The scent of rain came as the storm steeled itself for another downpour. Paul also smelled that other odor. He grabbed his mother’s wrist to stop her reading. “You smell that?” he said. “That smell, like fresh dirt dug out of the ground?”
Frowning, his parents smelled the air.
The animals fussed. The wagon shook. Wood snapped and popped. Someone was breaking the yoke to the oxen and tearing the reigns of the horses from the spokes of the wheels. Paul’s mother wrapped her arms around him, pressing his head to her chest. He clung to her, too. His father balled his fists, readying himself for the intruders if they tried climbing inside.
The shaking and the breaking of wood stopped. They heard the meaty slaps of heavy hands on the rumps of the animals. The horses whinnied and fled along with the oxen. The sounds of their hooves thundered away. Lightning flashed, and Paul and his parents saw through the canvas the silhouettes of the squat, misshapen prairie trolls.
His father immediately dipped his hands under the canvas to make a grab for the pickaxe strapped to the side of the wagon outside. It was a gamble that did not pay off. He cried out and clenched his teeth as he pulled to bring his arms back in.
Paul grabbed his father, pitting their strength against the grip of the thing that held his father’s wrists. The other trolls took to rending the boards on his mother’s side of the wagon. She used the only object she had on hand, her Bible, to beat the brutish black paws. Some of the trolls switched to yanking on the supports to the canvas cove r. The lantern dislodged and smashed in the bed of the wagon. Paul felt the oil soak into his pants leg, and in the next moment felt his right leg blaze fiery hot.
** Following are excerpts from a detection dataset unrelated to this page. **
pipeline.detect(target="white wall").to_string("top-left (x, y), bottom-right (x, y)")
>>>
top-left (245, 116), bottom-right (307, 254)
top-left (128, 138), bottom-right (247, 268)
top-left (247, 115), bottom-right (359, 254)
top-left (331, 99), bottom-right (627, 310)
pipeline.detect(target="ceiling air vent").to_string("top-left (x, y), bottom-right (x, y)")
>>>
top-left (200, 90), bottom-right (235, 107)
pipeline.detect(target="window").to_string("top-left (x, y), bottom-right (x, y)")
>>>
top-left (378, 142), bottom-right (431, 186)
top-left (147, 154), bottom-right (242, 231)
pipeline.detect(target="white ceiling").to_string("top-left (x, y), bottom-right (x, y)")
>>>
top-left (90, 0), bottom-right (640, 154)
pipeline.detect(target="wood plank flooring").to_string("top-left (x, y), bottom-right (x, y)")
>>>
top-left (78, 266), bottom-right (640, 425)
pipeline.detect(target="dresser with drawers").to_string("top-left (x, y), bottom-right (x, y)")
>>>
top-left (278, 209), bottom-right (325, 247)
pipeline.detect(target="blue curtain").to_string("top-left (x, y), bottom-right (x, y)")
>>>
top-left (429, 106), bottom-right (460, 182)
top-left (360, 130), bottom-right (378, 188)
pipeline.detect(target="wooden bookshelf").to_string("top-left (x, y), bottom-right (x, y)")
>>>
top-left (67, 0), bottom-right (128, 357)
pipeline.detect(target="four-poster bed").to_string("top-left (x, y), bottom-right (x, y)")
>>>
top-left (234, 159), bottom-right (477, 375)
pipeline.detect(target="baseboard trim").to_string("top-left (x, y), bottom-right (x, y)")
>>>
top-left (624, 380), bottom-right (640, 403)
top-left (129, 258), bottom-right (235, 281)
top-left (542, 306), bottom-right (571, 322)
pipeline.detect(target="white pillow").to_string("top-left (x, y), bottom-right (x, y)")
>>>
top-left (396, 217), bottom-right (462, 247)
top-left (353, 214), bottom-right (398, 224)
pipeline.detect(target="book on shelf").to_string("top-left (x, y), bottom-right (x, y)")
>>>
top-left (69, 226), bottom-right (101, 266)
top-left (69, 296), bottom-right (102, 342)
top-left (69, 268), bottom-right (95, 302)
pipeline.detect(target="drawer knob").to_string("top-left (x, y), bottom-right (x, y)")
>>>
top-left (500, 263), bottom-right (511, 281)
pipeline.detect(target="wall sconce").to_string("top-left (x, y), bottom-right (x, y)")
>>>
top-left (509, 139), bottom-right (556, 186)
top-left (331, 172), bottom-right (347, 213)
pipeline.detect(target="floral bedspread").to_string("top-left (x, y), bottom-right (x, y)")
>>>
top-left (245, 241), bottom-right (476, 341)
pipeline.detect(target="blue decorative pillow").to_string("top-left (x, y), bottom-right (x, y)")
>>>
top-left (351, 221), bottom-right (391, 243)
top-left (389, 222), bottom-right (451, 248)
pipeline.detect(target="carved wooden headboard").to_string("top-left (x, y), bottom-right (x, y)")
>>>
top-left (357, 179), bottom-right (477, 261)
“Paul!” his mother yelled. “Into the rain!” She grabbed him by the back of the collar and his belt, and flung him out the back. He splashed into the mud with her jumping out right behind him. By then the storm was in full force.
“I got it! I got it!” Paul hollered back. “Help Pa!” He smothered the side of his leg into the water-soaked soil. His mother hesitated to make certain he was all right. Her concern cost her. It gave one of the trolls time to grab her from behind, yanking her by the hair and slinging her down amongst its comrades. Paul reacted to help only to be stopped in mid-motion at the sight of his father being pulled from the wagon and splashing at the feet of the second group of unholy assailants. Both of his parents fought as the trolls brought their heavy fists down upon them. Paul cringed. His own body ached at the pulpy sounds of the beatings.
He scrambled to his feet only to wince and fall. His burned leg stung from shin to hip.
And then, strangely, the blazing wagon no longer gave off heat or created flickering shadows, even though it was fiercely burning. The wagon, his parents, the trolls all melted into the darkness and disappeared.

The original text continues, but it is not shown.